[NT] Microsoft ASN.1 Library Length Overflow And Bit String Heap Corruption

• Previous message: SecuriTeam: "[NT] Vulnerability in the Windows Internet Naming Service (WINS) Could Allow Code Execution (MS04-006)"
• Messages sorted by: [ date ] [ thread ] [ subject ] [ author ] [ attachment ]

To: list@securiteam.com
Date: 11 Feb 2004 15:00:09 +0200

The following security advisory is sent to the securiteam mailing list, and can be found at the SecuriTeam web site: http://www.securiteam.com
- - promotion

The SecuriTeam alerts list - Free, Accurate, Independent.

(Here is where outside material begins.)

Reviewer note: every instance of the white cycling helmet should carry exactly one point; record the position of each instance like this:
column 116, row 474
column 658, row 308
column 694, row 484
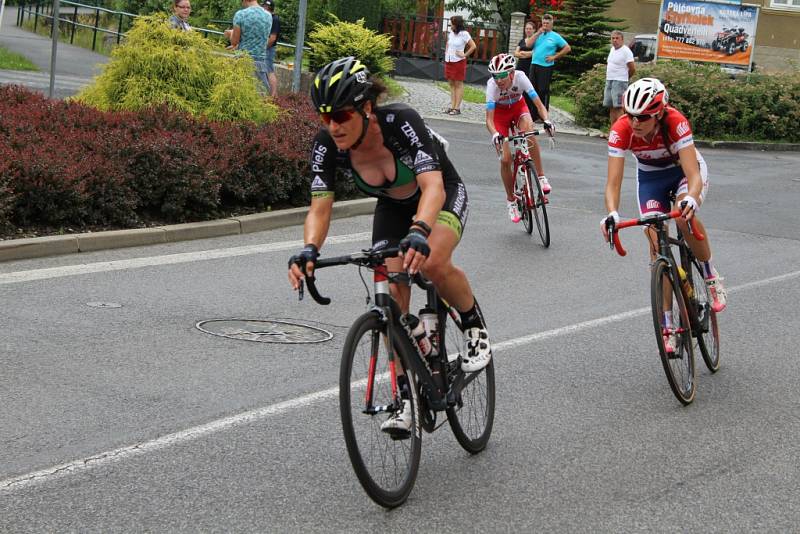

Get your security news from a reliable source.
http://www.securiteam.com/mailinglist.html

- - - - - - - - -

  Microsoft ASN.1 Library Length Overflow And Bit String Heap Corruption
------------------------------------------------------------------------

SUMMARY

Critical vulnerabilities in Microsoft's ASN.1 library (MSASN1.DLL) have
been found that would allow an attacker to overwrite heap memory and cause
the execution of arbitrary code. Because this library is widely used by
Windows security subsystems, the vulnerability can be exposed in many
ways, including Kerberos, NTLMv2 authentication and applications that make
use of certificates (SSL, digitally-signed e-mail, signed ActiveX
controls, etc.).

DETAILS

Vulnerable Systems:
 * Microsoft Windows NT 4.0
 * Microsoft Windows 2000
 * Microsoft Windows XP
 * Microsoft Windows Server 2003

Services Affected:
 * Kerberos (UDP/88)
 * Microsoft IIS using SSL
 * NTLMv2 authentication (TCP/135, 139, 445)

CVE Information:
 <http://www.cve.mitre.org/cgi-bin/cvename.cgi?name=CAN-2003-0818>
CAN-2003-0818

Library Length Overflow Vulnerability
A pair of arithmetic errors exist in a generic and low-level part of ASN.1
BER decoding that allow a very large swath of heap memory to be
overwritten. This vulnerability affects basically any client of
MSASN1.DLL, the most interesting of which are LSASS.EXE and CRYPT32.DLL
(and therefore any application that uses CRYPT32.DLL).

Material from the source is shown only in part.